Just wait until the next trip — and the requests for a roll call on the team bus — to try to find out who else got tossed overboard.
Emerald Downs urine-sample collector
A cup on a stick. A horse. Good luck.
When people ask Meghann Hall about her summer job, she usually opts for the official title: veterinarian's assistant.
The nickname for her job out at Emerald Downs doesn't exactly fit on a résumé. "Pee catcher."
"So classy," she jokes.
As a vet's assistant, she's responsible for collecting urine samples from horses for steroids tests. The sample is collected in a cup that's attached to a 2-foot stick. The assistants hold the cup under the horse in a barn stall and, after getting the sample, divide it into batches and seal it up.
Every horse that wins a race gets tested, plus each horse that's claimed, plus other horses selected by race stewards and some just by random tests. The top three finishers in a stakes race get tested. There can be 15 to 20 horses tested some days.
"It's a job that someone has to do meticulously," said Sally Calkins, a state veterinarian. "I think it demands a lot, and we couldn't do this without our vet assistants."
Hall began working at the track in 2004 when she was a high-school student in Auburn. She grew up around horses and got an up-close look at how things worked at the racetrack. She is 21 and attends Arizona State, where she's studying supply-chain management with the goal of working in fashion merchandising.

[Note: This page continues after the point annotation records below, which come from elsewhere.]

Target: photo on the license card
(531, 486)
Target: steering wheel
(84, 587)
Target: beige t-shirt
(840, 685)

Hall and the other assistants at the track follow a horse designated for testing to the barn, where they help the groom bathe the horse, give it plenty of water and follow the horse's normal cool-down routine.
Some horses need 30 minutes of walking, others 60, and then it's time to go into the stall.
Some horses don't mind when the stick holding the cup is placed underneath them. Others do, so the assistant hides the stick behind her back as she approaches. Whistling is another trick, a skill Hall had to learn on the job.
"They start paying attention to the sound," Hall said. "Whistling is supposed to relax them."